Now, as with past incidents like this, people will weigh in online. Some will mock the man and some will say that this is a private matter that should not be used as a club to further sully his reputation. In this case and many others, those people are wrong. Sometimes, it’s okay to reveal the discrete details from someones private life, particularly to expose ones hypocrisy.
Here’s a guy who has previously said that his family was the “Epitome of Conservative Values”, worked for a religious right oriented political organization and posted supportive messages online for Chik – Fil – A during their absurd and overblown controversy. And according to data released today, he’s been telling people online that he ‘Wants to have a steamy affair”.
In short, fuck that guy. Perhaps he should remember the phrase, “Those in glass houses shouldn’t throw stones” or “Let he who is without sin cast the first stone”. If you want to cheat on your spouse, by all means go ahead, it’s really none of my business, but don’t stick your finger in the faces of others and have the gall to tell them how to live their lives. That’s sick.
Now, on the other side of the coin, there are situations where it is not appropriate to reveal details of someones personal life that would find me siding with a lot of those who would be likely to defend Josh Duggar. Recently, Gawker posted a story that outed Tim Geithner’s brother as a man who enjoys gay sex. That’s fine, what he does with his life is his business.
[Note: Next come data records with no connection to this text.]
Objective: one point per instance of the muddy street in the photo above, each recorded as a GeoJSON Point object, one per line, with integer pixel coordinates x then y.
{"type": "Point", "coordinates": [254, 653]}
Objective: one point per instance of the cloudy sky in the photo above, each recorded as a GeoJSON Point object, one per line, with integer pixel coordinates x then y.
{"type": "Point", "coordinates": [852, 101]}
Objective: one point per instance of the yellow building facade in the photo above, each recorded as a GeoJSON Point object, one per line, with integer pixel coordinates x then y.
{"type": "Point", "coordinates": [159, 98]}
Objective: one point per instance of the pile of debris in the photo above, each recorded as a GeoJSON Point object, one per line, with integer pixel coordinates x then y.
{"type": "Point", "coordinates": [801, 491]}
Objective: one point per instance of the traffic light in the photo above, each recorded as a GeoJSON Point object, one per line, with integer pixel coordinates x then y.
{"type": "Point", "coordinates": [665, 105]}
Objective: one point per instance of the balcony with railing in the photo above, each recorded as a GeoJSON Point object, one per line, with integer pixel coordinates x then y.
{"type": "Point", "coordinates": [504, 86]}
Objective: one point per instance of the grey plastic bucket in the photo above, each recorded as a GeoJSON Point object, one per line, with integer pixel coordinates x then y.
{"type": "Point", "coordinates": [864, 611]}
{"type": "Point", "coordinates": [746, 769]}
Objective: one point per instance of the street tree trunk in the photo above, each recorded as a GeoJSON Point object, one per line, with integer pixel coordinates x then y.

What’s not okay is publishing a story on the man when he himself had not done anything in the public sphere. Yes, he was a high ranking figure in an important publishing company, but never once did he use his political connections for unethical action and nor did he ever make public statements that could be viewed as racist, sexist, homophobic or bigoted in some way. Thankfully, the post was deleted, but pathetically, the staff at Gawker defended it for some ridiculous reasoning.
Ultimately, this issue of media ethics is an area where sensible liberal publications have it right and conservative individuals have it absolutely wrong. If you get data that exposes hypocrisy or embarrasses a racist, sexist, homophobic or otherwise bigoted individual, you run with the story. Duggar, a proper example. Geithner, a hideous and downright evil piece of writing.